Texto de Rui Pedro Vasconcelos
A publicação, no nosso contexto, de uma obra clássica da Tradição cristã – neste caso de Santo Agostinho – representa um acontecimento a registar. Agora, o leitor recebe nas suas mãos dois opúsculos de Agostinho de Hipona, escritos respetivamente em 395 e 420 d. C., sobre a temática da mentira. O primeiro opúsculo, A Mentira, adquire uma linguagem formal e académica, própria das investigações do autor na área da filosofia e da ética; já o segundo opúsculo, Contra a Mentira, consiste numa carta dirigida a um cristão, Consêncio, como resposta a dúvidas levantadas por este sobre a legitimidade de usar a mentira e táticas semelhantes para infiltrar grupos considerados heréticos, como os priscilianistas (movimento de caráter espiritual e popular muito influente na Península Ibérica ao longo dos séculos IV e V, fundado por Prisciliano, bispo de Ávila).

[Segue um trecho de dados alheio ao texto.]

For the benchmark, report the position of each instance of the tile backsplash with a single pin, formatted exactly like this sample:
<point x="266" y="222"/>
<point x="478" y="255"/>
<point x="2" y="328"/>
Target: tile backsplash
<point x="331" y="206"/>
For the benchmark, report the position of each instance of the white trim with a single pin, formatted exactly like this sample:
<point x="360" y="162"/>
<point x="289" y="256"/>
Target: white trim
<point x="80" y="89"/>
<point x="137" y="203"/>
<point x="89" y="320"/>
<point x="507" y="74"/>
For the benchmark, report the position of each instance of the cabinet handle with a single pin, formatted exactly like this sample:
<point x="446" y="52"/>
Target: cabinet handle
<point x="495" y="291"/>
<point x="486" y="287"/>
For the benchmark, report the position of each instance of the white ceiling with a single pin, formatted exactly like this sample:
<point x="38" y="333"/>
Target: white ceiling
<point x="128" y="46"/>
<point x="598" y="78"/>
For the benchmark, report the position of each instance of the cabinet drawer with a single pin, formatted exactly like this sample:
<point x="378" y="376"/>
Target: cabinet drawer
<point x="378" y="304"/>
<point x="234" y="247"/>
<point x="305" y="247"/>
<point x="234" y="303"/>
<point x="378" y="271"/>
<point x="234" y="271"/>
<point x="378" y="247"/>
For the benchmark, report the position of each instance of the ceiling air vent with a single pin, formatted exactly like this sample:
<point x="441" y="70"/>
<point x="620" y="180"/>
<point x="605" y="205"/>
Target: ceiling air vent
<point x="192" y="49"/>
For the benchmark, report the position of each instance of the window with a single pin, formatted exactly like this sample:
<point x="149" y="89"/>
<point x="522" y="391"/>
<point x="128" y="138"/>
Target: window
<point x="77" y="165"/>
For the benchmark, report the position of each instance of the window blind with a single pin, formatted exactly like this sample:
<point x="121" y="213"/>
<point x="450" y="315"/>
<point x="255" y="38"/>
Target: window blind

Em ambos os opúsculos, Agostinho é perentório: a mentira nunca é, em caso algum, um meio legítimo de evangelização ou anúncio da verdade.
Agostinho procura responder a uma ampla corrente, oriunda da filosofia grega e difundida em significativos autores cristãos da época, segundo a qual a mentira poderia ser justificada em determinadas situações ou de acordo com a intenção de quem a proferisse. Agostinho defende que, podendo em alguns casos ser um mal menor ou leve, a mentira nunca é um bem ou um meio que se justifique, independentemente do fim – seja perseguir a verdade com a mentira ou defender a vida com o falso testemunho. Os mártires elevam-se como baluartes desta integridade da linguagem. Como é bem referido por José Maria Silva Rosa na sua Introdução à obra, a reflexão de Agostinho transporta-nos, hoje, para a natureza do discurso político. Um livro exigente, graças ao qual o leitor se aproximará da sua própria linguagem no comum dos dias.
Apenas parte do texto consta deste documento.